Porque hay una línea muy fina entre la erudición y el efectismo. La frontera se sobrepasa cuando uno aporta un dato no con genuino ánimo de compartir el conocimiento o de enriquecer la conversación, sino de que los demás se admiren secreta o manifiestamente de lo que uno sabe. Es lo que ocurre, por ejemplo, cuando de forma aparentemente inadvertida se desliza el comentario de que Mozart sólo compuso la mitad de su Réquiem o de que Bertín Osborne es sobrino-bisnieto del mentor de Tolkien.

El pedante es (soy) arrogante, inoportuno y vano, y lo que dice —digo— es invariablemente inútil. Lo recordaba hace no mucho Julio Llorente en una magnífica columna que, claro, me hirió en eso que tanto me sobra, el orgullo. Decía Julio que toda sabiduría verdadera se asienta necesariamente en la virtud de la humildad. Por tanto, lo que uno trata de pasar por sabiduría muchas veces es sólo conocimiento, cuando no pura pomposidad verborreica.
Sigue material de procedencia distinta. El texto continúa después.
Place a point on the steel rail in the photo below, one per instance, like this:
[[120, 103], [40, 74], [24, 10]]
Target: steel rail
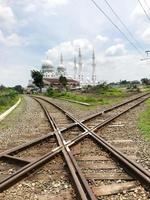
[[14, 150], [81, 183], [137, 171], [42, 138]]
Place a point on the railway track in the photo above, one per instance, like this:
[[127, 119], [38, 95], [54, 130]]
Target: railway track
[[70, 133]]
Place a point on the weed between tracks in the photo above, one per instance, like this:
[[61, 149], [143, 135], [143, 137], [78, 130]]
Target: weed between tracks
[[95, 97], [144, 121], [8, 98]]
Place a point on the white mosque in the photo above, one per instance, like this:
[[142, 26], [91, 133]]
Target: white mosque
[[51, 74]]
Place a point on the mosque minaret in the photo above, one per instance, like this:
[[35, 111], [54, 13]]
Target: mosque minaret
[[93, 68], [80, 67], [50, 72], [61, 70], [75, 68]]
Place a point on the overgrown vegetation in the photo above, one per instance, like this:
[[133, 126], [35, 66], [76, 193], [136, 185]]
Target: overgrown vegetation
[[8, 97], [95, 95], [144, 121]]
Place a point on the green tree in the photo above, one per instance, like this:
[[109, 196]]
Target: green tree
[[63, 81], [37, 79], [145, 81], [19, 89]]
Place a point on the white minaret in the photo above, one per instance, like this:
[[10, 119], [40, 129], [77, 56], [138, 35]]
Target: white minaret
[[75, 68], [80, 67], [61, 70], [93, 68]]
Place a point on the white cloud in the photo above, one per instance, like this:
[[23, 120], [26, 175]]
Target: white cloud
[[101, 39], [43, 6], [146, 35], [7, 17], [11, 40], [137, 12], [116, 50], [70, 48]]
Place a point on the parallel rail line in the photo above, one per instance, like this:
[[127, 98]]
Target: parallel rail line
[[82, 186]]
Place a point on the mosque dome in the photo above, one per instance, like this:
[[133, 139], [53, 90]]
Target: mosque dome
[[47, 66]]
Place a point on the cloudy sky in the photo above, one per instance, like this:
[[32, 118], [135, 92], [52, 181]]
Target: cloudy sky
[[31, 30]]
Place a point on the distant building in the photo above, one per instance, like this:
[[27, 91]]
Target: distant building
[[51, 76]]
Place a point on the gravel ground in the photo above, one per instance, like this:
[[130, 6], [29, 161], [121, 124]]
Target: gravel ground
[[80, 111], [19, 126]]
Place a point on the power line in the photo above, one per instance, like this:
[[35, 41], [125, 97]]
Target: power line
[[147, 5], [148, 17], [124, 25], [101, 10]]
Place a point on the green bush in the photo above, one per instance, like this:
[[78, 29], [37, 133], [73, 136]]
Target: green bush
[[7, 98]]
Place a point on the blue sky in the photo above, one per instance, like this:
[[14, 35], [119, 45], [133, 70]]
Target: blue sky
[[31, 30]]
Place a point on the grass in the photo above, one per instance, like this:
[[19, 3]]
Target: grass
[[109, 96], [144, 121], [8, 98]]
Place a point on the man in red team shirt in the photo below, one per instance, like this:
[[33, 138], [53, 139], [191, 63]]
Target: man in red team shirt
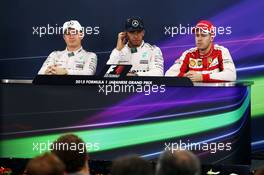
[[207, 62]]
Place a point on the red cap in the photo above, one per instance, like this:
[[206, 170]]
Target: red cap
[[205, 26]]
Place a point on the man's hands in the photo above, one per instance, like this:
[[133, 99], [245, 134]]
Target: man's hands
[[121, 41], [54, 70], [194, 76]]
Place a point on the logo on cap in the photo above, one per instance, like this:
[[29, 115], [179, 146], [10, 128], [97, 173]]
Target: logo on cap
[[135, 23]]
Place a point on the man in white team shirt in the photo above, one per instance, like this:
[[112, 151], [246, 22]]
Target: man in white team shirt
[[146, 59], [74, 60]]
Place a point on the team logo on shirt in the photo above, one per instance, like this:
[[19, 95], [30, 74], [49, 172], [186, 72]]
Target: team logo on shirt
[[210, 60], [195, 63], [214, 62], [143, 61], [135, 23]]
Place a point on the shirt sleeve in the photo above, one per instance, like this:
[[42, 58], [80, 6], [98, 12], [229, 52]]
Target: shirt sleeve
[[180, 67], [227, 69], [156, 64], [48, 62]]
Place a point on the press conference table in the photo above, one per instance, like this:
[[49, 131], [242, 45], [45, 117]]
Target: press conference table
[[135, 115]]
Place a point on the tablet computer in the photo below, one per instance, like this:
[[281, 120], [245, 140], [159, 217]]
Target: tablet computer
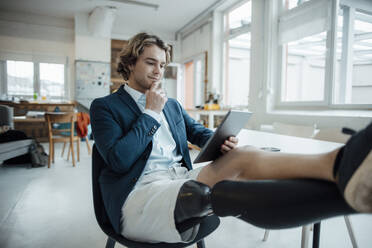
[[231, 125]]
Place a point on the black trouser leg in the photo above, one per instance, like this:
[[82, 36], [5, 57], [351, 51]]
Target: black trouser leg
[[276, 204]]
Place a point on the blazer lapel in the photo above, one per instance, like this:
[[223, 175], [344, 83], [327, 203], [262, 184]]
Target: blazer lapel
[[168, 115], [128, 100]]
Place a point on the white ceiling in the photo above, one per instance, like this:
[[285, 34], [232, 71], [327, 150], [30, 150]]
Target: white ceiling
[[166, 20]]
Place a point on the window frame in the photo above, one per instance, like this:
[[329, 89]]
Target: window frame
[[330, 68], [36, 60], [229, 34]]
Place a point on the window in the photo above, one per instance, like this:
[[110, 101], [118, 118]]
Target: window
[[20, 77], [194, 87], [52, 80], [27, 80], [325, 53], [304, 69], [353, 83], [237, 50]]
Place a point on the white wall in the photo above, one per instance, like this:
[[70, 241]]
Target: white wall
[[88, 47], [194, 44]]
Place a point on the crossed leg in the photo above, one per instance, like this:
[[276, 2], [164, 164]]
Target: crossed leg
[[251, 163]]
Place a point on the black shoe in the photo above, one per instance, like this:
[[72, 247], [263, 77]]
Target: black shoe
[[354, 170], [193, 200]]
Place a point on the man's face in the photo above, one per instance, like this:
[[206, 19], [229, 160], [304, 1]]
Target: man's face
[[148, 69]]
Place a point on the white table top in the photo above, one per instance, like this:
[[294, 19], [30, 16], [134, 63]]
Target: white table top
[[289, 144]]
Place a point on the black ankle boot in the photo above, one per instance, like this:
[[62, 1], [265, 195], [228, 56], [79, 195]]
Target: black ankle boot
[[193, 200], [353, 170]]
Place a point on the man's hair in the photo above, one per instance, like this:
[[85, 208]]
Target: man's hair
[[135, 47]]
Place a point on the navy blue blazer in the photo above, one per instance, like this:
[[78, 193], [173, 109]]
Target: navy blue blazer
[[123, 136]]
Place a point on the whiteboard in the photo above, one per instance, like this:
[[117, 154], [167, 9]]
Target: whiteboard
[[92, 80]]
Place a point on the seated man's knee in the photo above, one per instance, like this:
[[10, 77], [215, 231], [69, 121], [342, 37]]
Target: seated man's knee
[[193, 200]]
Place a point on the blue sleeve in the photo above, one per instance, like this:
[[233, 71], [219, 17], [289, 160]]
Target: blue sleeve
[[120, 148]]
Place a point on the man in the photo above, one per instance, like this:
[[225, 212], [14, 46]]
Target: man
[[142, 135]]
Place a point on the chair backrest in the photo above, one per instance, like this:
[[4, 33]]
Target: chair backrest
[[294, 130], [6, 116], [332, 134], [207, 224], [61, 117]]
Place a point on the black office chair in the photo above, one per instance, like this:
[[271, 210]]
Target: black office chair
[[207, 224]]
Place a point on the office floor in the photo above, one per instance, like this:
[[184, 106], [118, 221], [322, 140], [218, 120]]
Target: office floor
[[42, 207]]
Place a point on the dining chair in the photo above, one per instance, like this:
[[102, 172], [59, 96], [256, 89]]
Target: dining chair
[[6, 116], [294, 130], [54, 134], [207, 224]]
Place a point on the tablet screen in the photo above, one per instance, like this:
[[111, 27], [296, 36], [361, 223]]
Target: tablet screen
[[231, 125]]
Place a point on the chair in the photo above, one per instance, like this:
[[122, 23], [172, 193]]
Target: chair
[[54, 134], [6, 116], [332, 135], [294, 130], [207, 224]]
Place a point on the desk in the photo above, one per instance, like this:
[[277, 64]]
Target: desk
[[288, 144], [33, 127]]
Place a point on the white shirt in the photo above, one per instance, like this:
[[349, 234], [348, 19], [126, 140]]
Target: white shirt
[[164, 153]]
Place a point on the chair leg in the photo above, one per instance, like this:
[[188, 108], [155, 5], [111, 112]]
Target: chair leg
[[110, 243], [88, 145], [351, 232], [72, 151], [68, 153], [50, 153], [200, 244], [78, 148], [63, 148], [53, 152], [316, 235], [305, 236]]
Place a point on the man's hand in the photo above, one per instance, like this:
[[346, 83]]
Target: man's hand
[[229, 144], [155, 98]]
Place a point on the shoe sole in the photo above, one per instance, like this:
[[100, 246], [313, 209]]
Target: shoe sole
[[358, 192]]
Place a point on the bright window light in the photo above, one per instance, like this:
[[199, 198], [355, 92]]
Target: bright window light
[[304, 70], [52, 80], [20, 78]]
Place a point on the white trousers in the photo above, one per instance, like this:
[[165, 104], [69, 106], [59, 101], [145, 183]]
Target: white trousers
[[148, 212]]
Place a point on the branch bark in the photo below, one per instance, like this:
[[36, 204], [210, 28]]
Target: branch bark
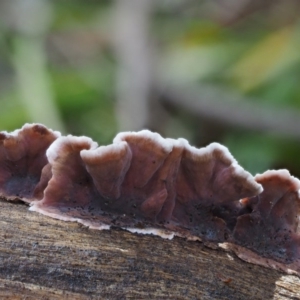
[[43, 258]]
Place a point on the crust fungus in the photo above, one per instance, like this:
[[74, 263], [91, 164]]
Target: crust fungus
[[23, 161], [147, 184]]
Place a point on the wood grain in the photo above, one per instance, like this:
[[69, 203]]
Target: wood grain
[[43, 258]]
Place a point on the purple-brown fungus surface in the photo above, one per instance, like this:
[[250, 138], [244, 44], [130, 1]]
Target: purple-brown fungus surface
[[147, 184]]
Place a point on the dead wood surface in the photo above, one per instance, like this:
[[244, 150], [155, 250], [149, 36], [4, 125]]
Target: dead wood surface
[[43, 258]]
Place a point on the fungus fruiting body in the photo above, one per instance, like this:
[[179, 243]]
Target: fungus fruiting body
[[147, 184]]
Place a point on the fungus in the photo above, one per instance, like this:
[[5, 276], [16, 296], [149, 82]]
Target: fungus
[[271, 228], [23, 161], [147, 184]]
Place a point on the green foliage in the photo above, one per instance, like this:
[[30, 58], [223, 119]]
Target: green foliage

Tomando la analogía evangélica, ser pretencioso es a ser culto lo que ir tocando la trompeta a dar limosna. Y es que, como dice Louisa May Alcott en Mujercitas, «la vanidad echa a perder las mejores cualidades».

Más ejemplos de engolada ostentación son saber (y decirlo en voz alta, ahí está la clave) que la catedral de Sevilla se proyectó un metro más baja que la basílica de San Pedro, porque, claro, una cosa es presumir de seo y otra ser más papista que el Papa. También lo es saber que la palabra ministro viene del verbo servir, o que a Aristóteles los académicos lo llaman simplemente el Filosófo y a Santo Tomás de Aquino, el Doctor Angélico.

Lo mismo sucede, por seguir con pensadores, cuando uno dice Decág, en vez de Descartes, o enuncia en italiano medieval el verso que Dante dejó escrito en el dintel de la puerta del Inferno. Y no les digo nada si se recita de memoria algún que otro pasaje de Shakespeare.

Capítulo aparte merece el cine, por ser el particular sitio de mi recreo. Así, nunca me resisto a comentar que, en la famosa escena que da título a Cantando bajo la lluvia, lo que cae no es agua, sino leche; que Marlon Brando se llenó la boca de algodón para lograr ese particular deje al hablar durante su audición para El Padrino; o que la leyenda cuenta —print the legend— que la razón del misterio que envuelve a Centauros del desierto es que John Ford arrancó varias páginas del guion porque la filmación de la película iba con retraso.

Tal vez el lector esté pensando que, en un intento por denunciar mi vanidad, lo que he conseguido con esta enumeración es esparcir todavía más mi pedantería. Eh, ¿pero a que soy un tipo culto?